Survivors of sexual harassment, including one of the accusers of “Sex and the City” star Chris Noth, held a virtual news conference Thursday to urge legislators to pass a bill that would give victims the right to their day in court against their alleged abusers.
Known as the Adult Survivors Act, the measure would extend to adults the same rights that the state’s Child Victims Act gives to survivors of childhood sexual abuse. Victims in cases where the statute of limitations has ended would have a one-year lookback window to bring a civil suit against their alleged abuser.
Attorney Gloria Allred urged state lawmakers to approve the measure this year.
“New York’s laws were badly out of sync with the experiences of so many sexual assault survivors,” Allred said. “Outdated statutes of limitations mean that their opportunity to file a civil lawsuit has expired before they are ready or able to come forward.”
Allred represents numerous sexual assault survivors, including Lisa Gentile, who said she was assaulted by “Sex and the City” and “Law and Order” star Chris Noth. Gentile said Noth forcibly kissed and groped her in her New York apartment in 1998, then warned her to keep quiet.
She said it’s taken her decades to overcome her fears of calling out a “powerful celebrity.”
“I do regret not seeking justice,” Gentile said. “But I was young, I was traumatized, and I was afraid.”

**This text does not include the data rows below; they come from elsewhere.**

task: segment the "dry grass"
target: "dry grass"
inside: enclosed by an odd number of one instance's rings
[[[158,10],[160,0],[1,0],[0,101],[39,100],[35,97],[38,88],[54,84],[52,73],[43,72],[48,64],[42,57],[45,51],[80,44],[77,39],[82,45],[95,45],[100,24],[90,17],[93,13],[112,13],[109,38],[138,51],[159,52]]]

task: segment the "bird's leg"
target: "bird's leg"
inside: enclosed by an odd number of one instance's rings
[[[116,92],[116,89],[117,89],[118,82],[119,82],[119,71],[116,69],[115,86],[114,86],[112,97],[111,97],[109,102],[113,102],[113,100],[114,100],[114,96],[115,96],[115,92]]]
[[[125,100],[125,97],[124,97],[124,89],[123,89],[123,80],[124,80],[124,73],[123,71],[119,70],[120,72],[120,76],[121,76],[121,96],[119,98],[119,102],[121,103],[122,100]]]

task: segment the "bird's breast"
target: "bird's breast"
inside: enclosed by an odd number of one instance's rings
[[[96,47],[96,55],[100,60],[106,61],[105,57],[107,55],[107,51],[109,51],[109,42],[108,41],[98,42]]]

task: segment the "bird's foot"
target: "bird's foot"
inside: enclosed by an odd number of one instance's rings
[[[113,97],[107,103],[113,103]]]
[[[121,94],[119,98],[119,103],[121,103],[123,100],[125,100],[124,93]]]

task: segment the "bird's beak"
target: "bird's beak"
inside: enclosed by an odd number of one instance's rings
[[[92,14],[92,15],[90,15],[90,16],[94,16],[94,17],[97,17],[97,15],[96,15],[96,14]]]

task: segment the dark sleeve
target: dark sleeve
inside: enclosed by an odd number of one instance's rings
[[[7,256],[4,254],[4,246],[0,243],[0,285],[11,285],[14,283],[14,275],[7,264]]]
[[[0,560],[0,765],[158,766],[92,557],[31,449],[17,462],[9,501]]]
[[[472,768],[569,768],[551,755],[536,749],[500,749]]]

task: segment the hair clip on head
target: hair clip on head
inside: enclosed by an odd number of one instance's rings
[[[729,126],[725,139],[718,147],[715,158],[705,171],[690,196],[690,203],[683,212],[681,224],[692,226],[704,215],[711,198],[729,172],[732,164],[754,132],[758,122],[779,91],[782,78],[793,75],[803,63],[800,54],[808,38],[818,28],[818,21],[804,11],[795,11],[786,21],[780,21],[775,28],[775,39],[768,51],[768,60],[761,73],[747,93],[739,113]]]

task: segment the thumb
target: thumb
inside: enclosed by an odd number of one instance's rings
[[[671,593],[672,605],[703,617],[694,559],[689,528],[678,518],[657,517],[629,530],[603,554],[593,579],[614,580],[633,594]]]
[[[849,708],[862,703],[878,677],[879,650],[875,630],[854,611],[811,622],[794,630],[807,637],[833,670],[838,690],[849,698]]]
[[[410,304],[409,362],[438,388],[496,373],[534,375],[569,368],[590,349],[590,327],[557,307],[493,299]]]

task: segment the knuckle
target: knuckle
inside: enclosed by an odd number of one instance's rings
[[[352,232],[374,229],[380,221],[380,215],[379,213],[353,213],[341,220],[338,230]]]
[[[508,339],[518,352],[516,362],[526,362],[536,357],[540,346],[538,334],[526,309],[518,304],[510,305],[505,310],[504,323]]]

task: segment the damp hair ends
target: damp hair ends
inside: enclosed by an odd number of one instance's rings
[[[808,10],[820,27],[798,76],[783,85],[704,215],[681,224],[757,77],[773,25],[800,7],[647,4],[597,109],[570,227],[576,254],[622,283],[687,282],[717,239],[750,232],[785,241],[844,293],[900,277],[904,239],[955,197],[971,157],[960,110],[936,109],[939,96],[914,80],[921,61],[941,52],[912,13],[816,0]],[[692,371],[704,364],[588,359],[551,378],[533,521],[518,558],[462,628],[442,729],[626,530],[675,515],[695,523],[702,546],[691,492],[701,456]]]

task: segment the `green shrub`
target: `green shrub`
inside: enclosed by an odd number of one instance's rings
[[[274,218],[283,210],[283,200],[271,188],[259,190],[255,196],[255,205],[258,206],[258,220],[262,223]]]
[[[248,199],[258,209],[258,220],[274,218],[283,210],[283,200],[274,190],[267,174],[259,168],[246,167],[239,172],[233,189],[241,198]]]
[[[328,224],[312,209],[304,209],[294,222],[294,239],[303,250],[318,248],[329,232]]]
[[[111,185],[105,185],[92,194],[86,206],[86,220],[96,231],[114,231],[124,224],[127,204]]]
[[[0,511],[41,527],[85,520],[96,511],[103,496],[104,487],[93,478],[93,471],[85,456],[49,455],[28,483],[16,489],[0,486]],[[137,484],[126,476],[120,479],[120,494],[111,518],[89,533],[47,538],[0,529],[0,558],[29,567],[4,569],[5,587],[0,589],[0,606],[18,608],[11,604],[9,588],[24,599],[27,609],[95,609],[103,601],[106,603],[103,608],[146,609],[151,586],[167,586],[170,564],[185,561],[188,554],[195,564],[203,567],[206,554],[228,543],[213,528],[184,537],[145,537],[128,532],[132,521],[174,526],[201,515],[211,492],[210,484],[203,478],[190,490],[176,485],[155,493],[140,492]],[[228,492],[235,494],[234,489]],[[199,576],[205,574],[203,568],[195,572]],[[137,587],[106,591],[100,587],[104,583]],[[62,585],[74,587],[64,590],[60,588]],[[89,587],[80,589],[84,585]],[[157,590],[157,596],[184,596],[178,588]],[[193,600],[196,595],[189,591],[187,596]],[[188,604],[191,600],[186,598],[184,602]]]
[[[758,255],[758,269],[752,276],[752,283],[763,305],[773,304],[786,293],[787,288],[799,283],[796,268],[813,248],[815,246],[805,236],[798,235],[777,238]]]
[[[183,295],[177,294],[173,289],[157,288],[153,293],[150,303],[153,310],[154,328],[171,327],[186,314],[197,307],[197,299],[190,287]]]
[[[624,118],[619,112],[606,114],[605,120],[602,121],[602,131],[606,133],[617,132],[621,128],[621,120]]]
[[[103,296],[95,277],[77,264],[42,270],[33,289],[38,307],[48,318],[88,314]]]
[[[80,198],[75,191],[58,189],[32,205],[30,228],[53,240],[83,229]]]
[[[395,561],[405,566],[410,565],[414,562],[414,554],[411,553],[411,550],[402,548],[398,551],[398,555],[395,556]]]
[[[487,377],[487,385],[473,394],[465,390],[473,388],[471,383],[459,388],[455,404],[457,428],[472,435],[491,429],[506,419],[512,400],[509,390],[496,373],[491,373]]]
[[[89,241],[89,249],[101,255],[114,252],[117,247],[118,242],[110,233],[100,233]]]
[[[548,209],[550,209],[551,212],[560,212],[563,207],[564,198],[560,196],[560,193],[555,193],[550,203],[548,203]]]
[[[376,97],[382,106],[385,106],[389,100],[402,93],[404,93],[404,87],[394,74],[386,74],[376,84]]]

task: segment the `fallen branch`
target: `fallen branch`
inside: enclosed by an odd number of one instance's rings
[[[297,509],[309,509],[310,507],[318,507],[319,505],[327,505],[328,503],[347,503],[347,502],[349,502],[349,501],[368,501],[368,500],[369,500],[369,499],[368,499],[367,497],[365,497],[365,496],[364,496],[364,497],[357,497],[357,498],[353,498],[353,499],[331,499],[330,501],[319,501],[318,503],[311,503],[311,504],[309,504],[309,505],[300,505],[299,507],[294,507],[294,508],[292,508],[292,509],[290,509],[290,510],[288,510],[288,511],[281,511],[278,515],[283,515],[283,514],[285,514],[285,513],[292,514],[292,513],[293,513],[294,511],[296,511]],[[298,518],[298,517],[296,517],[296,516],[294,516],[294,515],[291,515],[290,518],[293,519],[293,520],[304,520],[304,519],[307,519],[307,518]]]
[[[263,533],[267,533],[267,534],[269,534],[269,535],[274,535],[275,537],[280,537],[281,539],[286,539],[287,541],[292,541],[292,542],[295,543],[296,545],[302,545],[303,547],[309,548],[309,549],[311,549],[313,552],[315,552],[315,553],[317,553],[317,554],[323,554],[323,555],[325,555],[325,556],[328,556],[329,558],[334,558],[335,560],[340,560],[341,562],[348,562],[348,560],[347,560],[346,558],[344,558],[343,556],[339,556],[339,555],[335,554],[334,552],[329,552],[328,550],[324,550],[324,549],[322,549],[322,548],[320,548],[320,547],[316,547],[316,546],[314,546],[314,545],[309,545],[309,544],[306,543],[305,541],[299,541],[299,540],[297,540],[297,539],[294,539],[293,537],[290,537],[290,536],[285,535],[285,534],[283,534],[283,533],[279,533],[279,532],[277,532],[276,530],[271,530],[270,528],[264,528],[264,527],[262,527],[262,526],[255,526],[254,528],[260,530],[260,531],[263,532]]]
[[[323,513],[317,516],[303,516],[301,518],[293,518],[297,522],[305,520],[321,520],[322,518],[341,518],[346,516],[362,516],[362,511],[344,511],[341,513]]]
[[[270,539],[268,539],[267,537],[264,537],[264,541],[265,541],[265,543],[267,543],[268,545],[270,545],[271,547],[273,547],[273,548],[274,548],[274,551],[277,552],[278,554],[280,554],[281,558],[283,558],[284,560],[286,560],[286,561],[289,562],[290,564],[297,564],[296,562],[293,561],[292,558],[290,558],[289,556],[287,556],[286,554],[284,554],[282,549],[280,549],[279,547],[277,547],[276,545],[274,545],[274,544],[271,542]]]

Noth denies the allegations, as well as accusations from three other women.
The Senate and Assembly sponsors of the bill also joined the news conference. Senate sponsor Brad Hoylman said the bill is moving through the Judiciary Committee and is on track to be approved in the Senate for a second year in a row.
But the measure has stalled in the Assembly. A spokesman for Assembly Speaker Carl Heastie said earlier this year that the chamber’s sexual harassment working group is looking at the bill and other proposed anti-sexual harassment legislation.
Assembly sponsor Linda Rosenthal said she is lobbying her colleagues, and the measure now has 50 sponsors.
“We are discussing it,” Rosenthal said. “And hopefully soon, we will have some good news.”
Gov. Kathy Hochul has not actively pushed for the measure, though she has spoken out against sexual harassment and other inappropriate behavior in the workplace, saying it will not be tolerated in her administration. Hochul replaced former Gov. Andrew Cuomo, who resigned in August over a sexual harassment scandal.
Meanwhile, Cuomo’s lawyer continued to attack the credibility of three of the former governor’s accusers, saying there were inconsistencies in some of their stories.
Rita Glavin said Attorney General Tish James’ report that Cuomo sexually harassed 11 women did not follow up on those discrepancies.
“The attorney general’s investigation was shoddy,” Glavin said. “It was one-sided, and there was a predetermined outcome.”
Glavin said Cuomo is looking at “legal options.”
Cuomo denies that he sexually harassed anyone. The women have said they stand by their accounts.
James has previously said that her report, conducted by a former acting United States attorney and an employment lawyer, speaks for itself.